JAKARTA: Malaysian palm oil futures posted a weekly gain of more than 1.5% due to expectations of sluggish production and a slow resumption of exports in Indonesia, although the contract ended slightly lower on Friday.
The benchmark palm oil contract for August delivery on the Bursa Malaysia Derivatives Exchange fell 0.36% to 6,445 ringgit ($1,469.11) per tonne by closing. It posted a 1.45% gain for the week.
Palm oil has gained 3.64% in the past three sessions, hitting a one-week high earlier on Friday before retreating.
The benchmark is down on profit-taking, a Kuala Lumpur-based trader said, adding that, “the underlining strength is still there”.

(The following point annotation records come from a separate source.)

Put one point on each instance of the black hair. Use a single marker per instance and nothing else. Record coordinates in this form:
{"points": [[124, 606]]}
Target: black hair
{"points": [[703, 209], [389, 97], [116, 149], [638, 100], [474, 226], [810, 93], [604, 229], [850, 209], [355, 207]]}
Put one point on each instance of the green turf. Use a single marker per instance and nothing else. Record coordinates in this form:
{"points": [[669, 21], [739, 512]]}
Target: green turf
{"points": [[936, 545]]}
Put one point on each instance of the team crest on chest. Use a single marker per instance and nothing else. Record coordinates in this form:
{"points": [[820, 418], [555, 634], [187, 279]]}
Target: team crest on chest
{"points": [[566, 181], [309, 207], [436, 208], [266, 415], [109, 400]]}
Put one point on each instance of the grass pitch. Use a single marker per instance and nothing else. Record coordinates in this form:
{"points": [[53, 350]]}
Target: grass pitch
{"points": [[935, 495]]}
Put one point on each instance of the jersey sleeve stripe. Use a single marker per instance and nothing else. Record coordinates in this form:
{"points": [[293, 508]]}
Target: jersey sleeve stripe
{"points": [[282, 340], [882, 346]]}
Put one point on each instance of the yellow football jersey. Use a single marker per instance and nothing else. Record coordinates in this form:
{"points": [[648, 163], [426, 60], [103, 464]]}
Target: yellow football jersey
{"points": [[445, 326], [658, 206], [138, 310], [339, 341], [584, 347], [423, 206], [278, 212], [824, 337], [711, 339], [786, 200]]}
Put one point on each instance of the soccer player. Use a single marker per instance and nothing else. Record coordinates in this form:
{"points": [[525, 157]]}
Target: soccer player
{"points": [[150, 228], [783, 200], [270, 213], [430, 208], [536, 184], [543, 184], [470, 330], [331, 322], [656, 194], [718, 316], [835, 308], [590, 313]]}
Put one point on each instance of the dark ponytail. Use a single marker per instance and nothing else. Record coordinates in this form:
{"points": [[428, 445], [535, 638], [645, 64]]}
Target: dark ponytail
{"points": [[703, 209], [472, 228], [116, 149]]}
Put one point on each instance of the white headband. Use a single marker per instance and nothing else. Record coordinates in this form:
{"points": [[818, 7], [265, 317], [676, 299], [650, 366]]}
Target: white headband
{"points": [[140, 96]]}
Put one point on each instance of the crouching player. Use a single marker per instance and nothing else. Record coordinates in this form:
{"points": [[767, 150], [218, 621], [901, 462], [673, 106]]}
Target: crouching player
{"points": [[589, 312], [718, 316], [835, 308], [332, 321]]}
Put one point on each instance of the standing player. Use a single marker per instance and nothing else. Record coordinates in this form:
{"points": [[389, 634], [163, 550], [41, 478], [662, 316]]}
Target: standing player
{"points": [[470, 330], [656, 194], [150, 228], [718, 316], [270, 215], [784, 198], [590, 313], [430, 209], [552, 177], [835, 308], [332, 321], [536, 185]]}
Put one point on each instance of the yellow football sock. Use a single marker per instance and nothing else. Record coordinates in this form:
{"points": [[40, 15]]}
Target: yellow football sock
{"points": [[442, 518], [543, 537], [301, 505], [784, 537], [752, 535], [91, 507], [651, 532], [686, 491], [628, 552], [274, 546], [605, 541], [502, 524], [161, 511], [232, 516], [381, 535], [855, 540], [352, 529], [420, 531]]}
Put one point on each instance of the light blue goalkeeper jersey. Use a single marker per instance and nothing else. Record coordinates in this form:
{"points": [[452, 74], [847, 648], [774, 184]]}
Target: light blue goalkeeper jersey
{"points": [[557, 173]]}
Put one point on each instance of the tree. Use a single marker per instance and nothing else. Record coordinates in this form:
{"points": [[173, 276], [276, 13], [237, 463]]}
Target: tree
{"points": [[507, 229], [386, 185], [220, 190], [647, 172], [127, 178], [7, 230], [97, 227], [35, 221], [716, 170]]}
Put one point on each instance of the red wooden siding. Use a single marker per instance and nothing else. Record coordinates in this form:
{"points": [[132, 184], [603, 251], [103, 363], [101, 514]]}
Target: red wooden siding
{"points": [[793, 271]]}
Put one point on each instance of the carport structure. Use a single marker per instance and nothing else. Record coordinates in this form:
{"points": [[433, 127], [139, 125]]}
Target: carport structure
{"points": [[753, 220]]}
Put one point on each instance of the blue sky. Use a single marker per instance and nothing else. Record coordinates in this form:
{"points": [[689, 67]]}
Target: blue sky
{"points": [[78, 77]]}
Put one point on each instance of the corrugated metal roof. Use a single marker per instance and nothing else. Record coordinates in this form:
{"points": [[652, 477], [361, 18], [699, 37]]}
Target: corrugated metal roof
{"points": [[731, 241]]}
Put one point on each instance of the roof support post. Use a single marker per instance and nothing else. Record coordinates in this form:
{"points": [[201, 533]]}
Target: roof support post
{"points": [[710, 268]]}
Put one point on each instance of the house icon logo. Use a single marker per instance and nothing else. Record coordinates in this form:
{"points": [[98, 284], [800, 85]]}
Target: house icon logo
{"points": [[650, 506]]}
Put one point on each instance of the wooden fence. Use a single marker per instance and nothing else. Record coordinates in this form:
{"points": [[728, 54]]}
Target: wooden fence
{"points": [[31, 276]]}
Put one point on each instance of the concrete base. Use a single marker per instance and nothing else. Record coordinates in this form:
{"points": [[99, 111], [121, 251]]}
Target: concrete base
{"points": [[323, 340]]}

Bursa Malaysia will be closed on Monday for a public holiday.
Malaysia’s palm oil inventories at the end of May are set to fall for a sixth month out of seven, squeezed by declining production and as exports surged to the highest since December, a Reuters survey showed on Friday.
Concerns on Malaysia’s output rose as Indonesia barred a group of its plantation workers from travelling to Malaysia amid labour shortage in Malaysia’s palm plantations.
Rival Indonesia by Friday has issued export permits for a total of 275,454 tonnes of palm oil products since allowing exports to resume, a senior Trade Ministry official said.
While the market was relieved Indonesia has reopened exports, traders said the amount the government has allowed to be exported has been low so far.
Soyoil prices on the Chicago Board of Trade were down 0.25%. Dalian Commodity Exchange was closed on Friday for Dragon Boat Festival holidays.
Palm oil may break a resistance at 6,577 ringgit per tonne, and rise into a range of 6,682-6,731 ringgit, Reuters technical analyst Wang Tao said.